12th October 2015 6.30pm at Picturehouse Central
14th October 2015 12.30pm at Vue West End
The first feature film from director-screenwriter Robert Eggers, The Witch is the harrowing tale of a 17th century New England family’s descent into chaos, terrorised by an unseen evil lurking in the nearby woods. Whilst certainly more mature and intelligent than many horrors, The Witch never completely finds its footing, dilly-dallying longer than strictly necessary before going in for the kill, and will likely lose the interest of less resilient viewers.
The family in question are banished from their Puritan settlement for some undisclosed reason, vaguely implied to involve a religious disagreement between farmer William (Ralph Ineson) and the town’s council. William sets up a modest farm on an isolated piece of land with his astringent wife, Katherine (Kate Dickie) and their children, to lead a pious and austere life. Disaster strikes one day when baby Samuel is snatched from beneath the nose of his eldest sister, Thomasin (Anya Taylor-Joy); whilst their father puts the loss down to wolves, young twins Mercy and Jonas speak ominously and, as we are well aware, accurately – of witchcraft. Consumed by grief and with their crops failing, the family become increasingly desperate, though they cling to their faith and pray for deliverance. With the family ties unravelling, Thomasin soon becomes the scapegoat, with only her barely pubescent brother, Caleb (Harvey Scrimshaw), as an ally.
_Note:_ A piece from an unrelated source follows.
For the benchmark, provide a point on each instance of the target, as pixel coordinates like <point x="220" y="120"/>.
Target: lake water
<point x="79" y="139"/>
The level of detail that has gone into the 17th century setting is faultless, with the carefully rendered style of speech, hand-stitched costumes and meticulous set-design delivering lashings of realism. The overt religious nature of The Witch is both a blessing and curse. On the one hand it provides an interesting historicity and paves the way nicely for the cult of hysteria that emerges once the family come under threat, but it also tends to to grate a little, particularly in the postponement of the thrills we keep expecting to arrive. The wait for this is a long one, with much of the tension and scares coming from the soundtrack – a panic-inducing frenzy of operatic and string crescendos straight out of 2001: A Space Odyssey – rather than the visuals. Combined with a skillful cinematographic style favouring natural light, uncluttered framing and moody tones, The Witch achieves an artful and suspenseful ambiance that can arguably compensate for the lack of more customary scares, resulting in an eerie finished product that feels rather like M. Night Shyamalan’s The Village done right.
The Witch is released nationwide on 11th March 2016. It is part of the First Feature competition at the 59th London Film Festival.